During the first few years of the study, IBO staff, graduate students, and visiting birders began to notice remarkable concentrations of songbirds and owls in addition to the diurnal raptors. So, in 1997 we initiated a long-term songbird research and monitoring project that consists of mist netting and banding. Then, in 1999 we began a standardized forest owl monitoring and banding project that targets Northern Saw-whet and Flammulated Owls. In conjunction with these monitoring efforts, we developed research, education, and volunteer involvement programs centered around this remarkable natural phenomenon. We also give high priority to the promotion of public wildlife viewing, environmental education, and community volunteer programs. Check out our Visit Lucky Peak page to learn when to visit or how to schedule a group field trip.
Starting in 1999 IBO expanded their efforts to include other projects throughout the state.
In the South Hills, south of Twin Falls, we got involved in a long-term study of Northern Goshawks on lands owned by the Sawtooth National Forest. This study identified breeding territories through nest searching and monitoring in addition to banding over 150 adults and nestlings from 1999-2004; we resumed this study in 2010.
From 2002-2006 we surveyed shrubsteppe birds and habitat throughout all major shrubsteppe regions of Idaho. Our goal was to survey a representative sample of shrubsteppe habitats and birds across southern Idaho in order to describe the distribution and habitat associations of important shrubsteppe bird species in the state.

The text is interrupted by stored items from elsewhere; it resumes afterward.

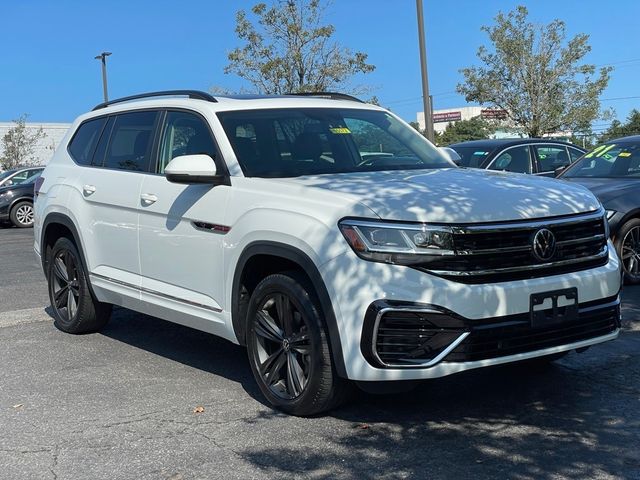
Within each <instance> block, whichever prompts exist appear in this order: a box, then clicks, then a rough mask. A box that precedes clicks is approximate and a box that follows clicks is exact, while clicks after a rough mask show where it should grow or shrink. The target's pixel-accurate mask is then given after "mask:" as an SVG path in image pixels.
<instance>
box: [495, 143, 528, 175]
mask: <svg viewBox="0 0 640 480" xmlns="http://www.w3.org/2000/svg"><path fill="white" fill-rule="evenodd" d="M489 169H490V170H505V171H507V172H517V173H531V158H530V155H529V146H528V145H521V146H519V147H513V148H509V149H507V150H505V151H504V152H502V153H500V154H499V155H498V156H497V157H496V158H495V159H494V160H493V162H491V165H490V166H489Z"/></svg>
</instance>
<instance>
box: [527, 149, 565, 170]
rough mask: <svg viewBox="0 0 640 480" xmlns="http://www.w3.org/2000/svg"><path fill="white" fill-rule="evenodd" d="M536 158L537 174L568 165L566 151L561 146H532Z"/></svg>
mask: <svg viewBox="0 0 640 480" xmlns="http://www.w3.org/2000/svg"><path fill="white" fill-rule="evenodd" d="M533 148H534V150H535V151H536V157H538V171H539V172H553V171H554V170H555V169H556V168H559V167H566V166H567V165H569V163H570V161H569V155H568V154H567V149H566V148H565V147H562V146H559V145H558V146H551V145H534V146H533Z"/></svg>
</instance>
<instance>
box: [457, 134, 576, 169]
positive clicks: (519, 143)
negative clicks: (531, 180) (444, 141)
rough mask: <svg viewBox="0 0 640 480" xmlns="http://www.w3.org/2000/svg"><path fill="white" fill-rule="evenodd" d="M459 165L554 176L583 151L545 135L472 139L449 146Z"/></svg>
mask: <svg viewBox="0 0 640 480" xmlns="http://www.w3.org/2000/svg"><path fill="white" fill-rule="evenodd" d="M449 147H450V148H452V149H454V150H455V151H456V152H457V153H458V155H460V157H461V160H459V161H458V162H457V163H458V165H460V166H461V167H470V168H485V169H487V170H503V171H507V172H517V173H533V174H536V175H543V176H546V177H553V176H555V175H556V171H557V170H559V169H562V168H565V167H567V166H568V165H569V164H570V163H571V162H574V161H576V160H577V159H578V158H580V157H581V156H582V155H583V154H584V153H585V152H586V150H584V149H582V148H579V147H577V146H575V145H573V144H571V143H566V142H560V141H557V140H551V139H544V138H501V139H489V140H472V141H469V142H461V143H454V144H453V145H449Z"/></svg>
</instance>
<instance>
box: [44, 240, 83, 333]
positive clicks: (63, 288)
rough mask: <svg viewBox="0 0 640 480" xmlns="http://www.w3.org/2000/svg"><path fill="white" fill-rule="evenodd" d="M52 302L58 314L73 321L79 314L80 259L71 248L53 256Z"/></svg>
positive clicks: (65, 319) (67, 319)
mask: <svg viewBox="0 0 640 480" xmlns="http://www.w3.org/2000/svg"><path fill="white" fill-rule="evenodd" d="M51 268H52V270H53V275H52V285H51V288H52V302H51V305H52V306H53V308H54V310H55V312H56V315H58V316H59V317H60V318H62V319H64V320H65V321H67V322H69V321H72V320H73V319H74V318H75V317H76V315H77V314H78V304H79V303H80V283H79V282H78V260H77V259H76V258H75V257H74V255H73V254H72V253H71V252H70V251H69V250H64V249H63V250H60V251H58V253H57V254H56V256H55V257H54V258H53V265H52V267H51Z"/></svg>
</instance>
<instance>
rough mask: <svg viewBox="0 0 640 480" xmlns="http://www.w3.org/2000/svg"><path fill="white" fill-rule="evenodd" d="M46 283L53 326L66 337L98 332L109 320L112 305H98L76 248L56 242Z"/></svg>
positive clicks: (65, 243) (48, 265) (49, 266)
mask: <svg viewBox="0 0 640 480" xmlns="http://www.w3.org/2000/svg"><path fill="white" fill-rule="evenodd" d="M47 281H48V284H49V300H50V301H51V307H52V309H53V317H54V325H55V326H56V327H57V328H58V329H60V330H62V331H63V332H67V333H74V334H80V333H89V332H95V331H98V330H100V329H101V328H102V327H104V326H105V325H106V323H107V322H108V321H109V317H110V316H111V307H112V306H111V305H110V304H107V303H101V302H98V301H97V300H96V299H95V298H94V297H93V295H92V294H91V290H90V289H89V283H88V278H87V274H86V272H85V270H84V268H83V266H82V261H81V259H80V254H79V253H78V249H77V248H76V246H75V244H74V243H73V242H72V241H71V240H69V239H68V238H66V237H62V238H59V239H58V241H57V242H56V243H55V245H54V246H53V249H52V250H51V256H50V258H49V262H48V271H47Z"/></svg>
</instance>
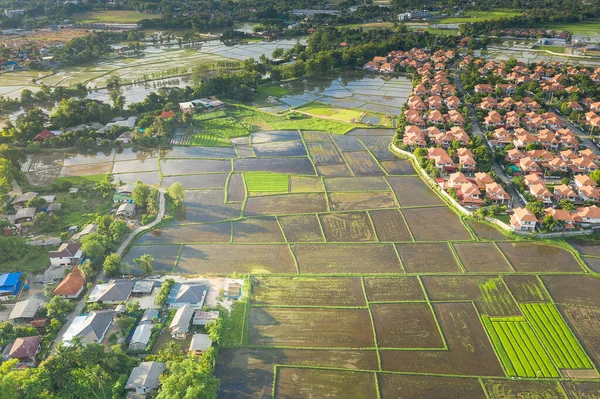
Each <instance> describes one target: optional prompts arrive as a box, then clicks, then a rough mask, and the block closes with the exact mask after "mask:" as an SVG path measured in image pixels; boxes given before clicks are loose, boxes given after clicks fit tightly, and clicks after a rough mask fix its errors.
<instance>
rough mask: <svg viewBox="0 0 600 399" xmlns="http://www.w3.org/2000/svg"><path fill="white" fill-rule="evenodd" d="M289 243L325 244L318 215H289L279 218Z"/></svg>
mask: <svg viewBox="0 0 600 399" xmlns="http://www.w3.org/2000/svg"><path fill="white" fill-rule="evenodd" d="M278 220H279V225H280V226H281V228H282V229H283V233H284V234H285V238H286V239H287V240H288V242H323V241H324V238H323V234H322V233H321V226H320V225H319V220H318V216H317V215H289V216H280V217H279V218H278Z"/></svg>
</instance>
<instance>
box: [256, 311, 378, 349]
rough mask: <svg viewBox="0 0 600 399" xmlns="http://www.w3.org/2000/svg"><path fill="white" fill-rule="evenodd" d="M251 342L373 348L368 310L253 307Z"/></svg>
mask: <svg viewBox="0 0 600 399" xmlns="http://www.w3.org/2000/svg"><path fill="white" fill-rule="evenodd" d="M248 323H249V326H248V343H249V344H250V345H261V346H275V347H277V346H287V347H313V348H314V347H323V348H334V347H337V348H372V347H373V346H374V341H373V333H372V331H371V329H370V328H360V327H359V326H363V327H365V326H369V325H370V323H371V319H370V317H369V312H368V310H366V309H314V308H311V309H307V308H250V315H249V321H248Z"/></svg>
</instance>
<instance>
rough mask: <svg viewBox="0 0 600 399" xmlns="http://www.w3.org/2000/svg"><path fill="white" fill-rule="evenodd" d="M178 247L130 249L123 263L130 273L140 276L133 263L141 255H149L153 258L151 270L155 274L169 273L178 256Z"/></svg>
mask: <svg viewBox="0 0 600 399" xmlns="http://www.w3.org/2000/svg"><path fill="white" fill-rule="evenodd" d="M180 247H181V246H180V245H152V246H145V245H144V246H136V247H131V249H130V250H129V252H128V253H127V255H125V257H124V258H123V263H124V264H126V265H129V267H130V268H131V273H133V274H142V270H141V269H140V267H139V266H138V265H137V264H136V263H135V262H134V261H133V260H134V259H136V258H139V257H140V256H142V255H143V254H149V255H152V256H153V257H154V261H153V262H152V269H154V271H156V272H164V273H170V272H172V271H173V269H175V262H176V261H177V255H178V254H179V249H180Z"/></svg>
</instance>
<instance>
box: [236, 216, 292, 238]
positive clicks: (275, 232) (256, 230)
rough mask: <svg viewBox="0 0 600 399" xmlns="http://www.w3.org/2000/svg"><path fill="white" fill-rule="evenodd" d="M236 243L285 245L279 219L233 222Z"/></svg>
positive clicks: (245, 219)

Around 2005 we began to expand our research and monitoring program even more to include other projects throughout the state. Some of our other research and monitoring projects have included Burrowing Owl surveys in south-central Idaho, Flammulated Owl surveys across southern Idaho, songbird migration banding at Camas National Wildlife Refuge, a White-faced Ibis habitat use study near Mud Lake and Market Lake Wildlife Management Areas, Long-billed Curlew abundance and productivity surveys near Middleton and Emmett, Golden Eagle nesting surveys throughout southern Idaho, Hummingbird Banding near Idaho City, and landbird point counts throughout the state.
The IBO is funded largely through donations from individuals and grants from private foundations and corporations. We maintain non-profit 501(c)(3) status through our fiscal sponsor, the Boise State University Foundation.